Australians have suffered a dramatic loss of confidence in the ability of the United States to manage international affairs. The first survey of attitudes by a center set up by the Howard government to improve relations, finds a significant deterioration in the way Australians feel towards the U.S. due largely to the Iraq War. From Sydney, Phil Mercer reports.
This is the most detailed survey ever undertaken of Australian attitudes towards the United States.
It was carried out by the U.S. Studies Center at the University of Sydney, which was set up by the Australian government to enhance understanding with the United States.
The study sought the opinions of 1,200 Australians and found that the Iraq War has severely dented their confidence in the U.S.
Support for President George W. Bush has also hit rock bottom.
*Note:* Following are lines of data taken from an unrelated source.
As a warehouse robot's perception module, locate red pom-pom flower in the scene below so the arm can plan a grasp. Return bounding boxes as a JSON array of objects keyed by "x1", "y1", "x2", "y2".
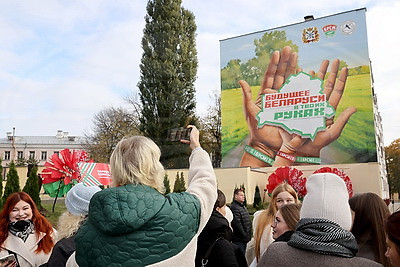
[{"x1": 267, "y1": 166, "x2": 307, "y2": 199}]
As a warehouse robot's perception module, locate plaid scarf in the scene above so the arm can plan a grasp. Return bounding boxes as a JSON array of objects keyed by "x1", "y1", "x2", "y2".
[
  {"x1": 288, "y1": 218, "x2": 358, "y2": 258},
  {"x1": 8, "y1": 220, "x2": 33, "y2": 242}
]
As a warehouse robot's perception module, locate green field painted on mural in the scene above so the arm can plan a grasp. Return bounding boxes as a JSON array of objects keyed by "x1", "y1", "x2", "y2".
[{"x1": 221, "y1": 74, "x2": 376, "y2": 163}]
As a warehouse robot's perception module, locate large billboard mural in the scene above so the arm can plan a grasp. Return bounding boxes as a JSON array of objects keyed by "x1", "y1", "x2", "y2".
[{"x1": 221, "y1": 9, "x2": 377, "y2": 167}]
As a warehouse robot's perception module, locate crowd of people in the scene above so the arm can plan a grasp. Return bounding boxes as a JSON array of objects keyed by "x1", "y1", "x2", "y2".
[{"x1": 0, "y1": 126, "x2": 400, "y2": 267}]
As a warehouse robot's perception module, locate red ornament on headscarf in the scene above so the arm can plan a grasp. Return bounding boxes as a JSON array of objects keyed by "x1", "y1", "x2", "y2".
[{"x1": 267, "y1": 166, "x2": 307, "y2": 198}]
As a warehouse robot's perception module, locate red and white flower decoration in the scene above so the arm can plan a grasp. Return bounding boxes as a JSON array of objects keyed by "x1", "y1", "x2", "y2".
[{"x1": 267, "y1": 166, "x2": 307, "y2": 199}]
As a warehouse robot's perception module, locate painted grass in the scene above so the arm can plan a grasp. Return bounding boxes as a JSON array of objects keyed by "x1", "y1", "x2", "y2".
[{"x1": 221, "y1": 74, "x2": 376, "y2": 163}]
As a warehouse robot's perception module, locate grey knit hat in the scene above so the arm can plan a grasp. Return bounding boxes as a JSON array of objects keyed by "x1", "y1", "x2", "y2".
[
  {"x1": 300, "y1": 173, "x2": 352, "y2": 231},
  {"x1": 65, "y1": 183, "x2": 101, "y2": 215}
]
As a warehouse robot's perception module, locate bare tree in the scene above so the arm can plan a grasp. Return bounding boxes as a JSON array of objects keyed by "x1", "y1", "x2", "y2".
[
  {"x1": 85, "y1": 107, "x2": 139, "y2": 163},
  {"x1": 201, "y1": 91, "x2": 222, "y2": 168}
]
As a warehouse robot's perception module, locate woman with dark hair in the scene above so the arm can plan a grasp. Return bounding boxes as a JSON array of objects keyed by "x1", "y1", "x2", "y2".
[
  {"x1": 0, "y1": 192, "x2": 55, "y2": 267},
  {"x1": 246, "y1": 183, "x2": 299, "y2": 266},
  {"x1": 385, "y1": 211, "x2": 400, "y2": 267},
  {"x1": 349, "y1": 193, "x2": 390, "y2": 266},
  {"x1": 195, "y1": 189, "x2": 247, "y2": 266}
]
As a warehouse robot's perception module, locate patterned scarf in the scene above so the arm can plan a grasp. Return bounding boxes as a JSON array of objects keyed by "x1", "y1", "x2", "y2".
[
  {"x1": 288, "y1": 218, "x2": 358, "y2": 258},
  {"x1": 8, "y1": 220, "x2": 33, "y2": 242}
]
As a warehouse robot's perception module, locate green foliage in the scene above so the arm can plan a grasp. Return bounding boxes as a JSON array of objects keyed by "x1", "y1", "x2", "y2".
[
  {"x1": 200, "y1": 92, "x2": 222, "y2": 168},
  {"x1": 221, "y1": 31, "x2": 299, "y2": 90},
  {"x1": 3, "y1": 161, "x2": 21, "y2": 203},
  {"x1": 15, "y1": 158, "x2": 26, "y2": 167},
  {"x1": 22, "y1": 166, "x2": 42, "y2": 210},
  {"x1": 26, "y1": 158, "x2": 39, "y2": 166},
  {"x1": 164, "y1": 174, "x2": 171, "y2": 194},
  {"x1": 221, "y1": 74, "x2": 376, "y2": 163},
  {"x1": 348, "y1": 65, "x2": 370, "y2": 76},
  {"x1": 138, "y1": 0, "x2": 197, "y2": 168},
  {"x1": 385, "y1": 138, "x2": 400, "y2": 195},
  {"x1": 253, "y1": 185, "x2": 262, "y2": 208}
]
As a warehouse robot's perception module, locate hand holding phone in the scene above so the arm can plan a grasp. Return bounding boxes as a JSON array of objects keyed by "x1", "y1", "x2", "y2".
[
  {"x1": 0, "y1": 254, "x2": 17, "y2": 267},
  {"x1": 181, "y1": 125, "x2": 200, "y2": 150}
]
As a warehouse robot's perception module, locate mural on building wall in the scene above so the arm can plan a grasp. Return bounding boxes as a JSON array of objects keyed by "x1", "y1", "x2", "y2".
[{"x1": 221, "y1": 9, "x2": 377, "y2": 167}]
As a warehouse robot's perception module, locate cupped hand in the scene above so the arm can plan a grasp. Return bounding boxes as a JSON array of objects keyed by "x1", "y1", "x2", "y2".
[
  {"x1": 239, "y1": 46, "x2": 297, "y2": 167},
  {"x1": 297, "y1": 59, "x2": 357, "y2": 157}
]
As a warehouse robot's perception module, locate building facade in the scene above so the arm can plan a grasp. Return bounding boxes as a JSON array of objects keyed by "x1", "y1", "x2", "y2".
[{"x1": 0, "y1": 130, "x2": 85, "y2": 167}]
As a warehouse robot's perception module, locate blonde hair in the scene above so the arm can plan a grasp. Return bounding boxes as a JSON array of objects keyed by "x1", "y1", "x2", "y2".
[
  {"x1": 56, "y1": 211, "x2": 86, "y2": 241},
  {"x1": 110, "y1": 136, "x2": 165, "y2": 193},
  {"x1": 254, "y1": 183, "x2": 299, "y2": 261}
]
His popularity here has shrunk to an all-time low.
Asked to name something they disliked about the United States, the most common response was the President himself.
Professor Murray Goot from the University of Sydney says the survey shows America's reputation has been damaged.
"The proportion of people thinking the U.S. can deal well with international problems has really dropped from 66 percent before the war to 37 percent," he said. "Those are the sort of measures we're looking at and it's because of the Iraq War and because of President Bush. President Bush's popularity is - whichever way we measured it - it's barely above 25 percent."
Almost three-quarters of respondents believe Australia's involvement in the war on terror has made their country more of a target for extremists.
Many Australians believe that close military ties to Washington are important for their long-term security, but consider the wars in Iraq and Afghanistan unnecessary.
Half of those questioned disapproved of the U.S.-led campaign in Afghanistan.
A large number of those surveyed also believed the threat of Islamic fundamentalism has been exaggerated and that climate change is a more pressing issue.
Many of these views are at odds with those of Prime Minister John Howard, ahead of elections in which his opponent, Kevin Rudd, promises to bring combat troops home from Iraq but not Afghanistan.
Australia and the United States agreed a formal security treaty in the 1950's, which is still in force.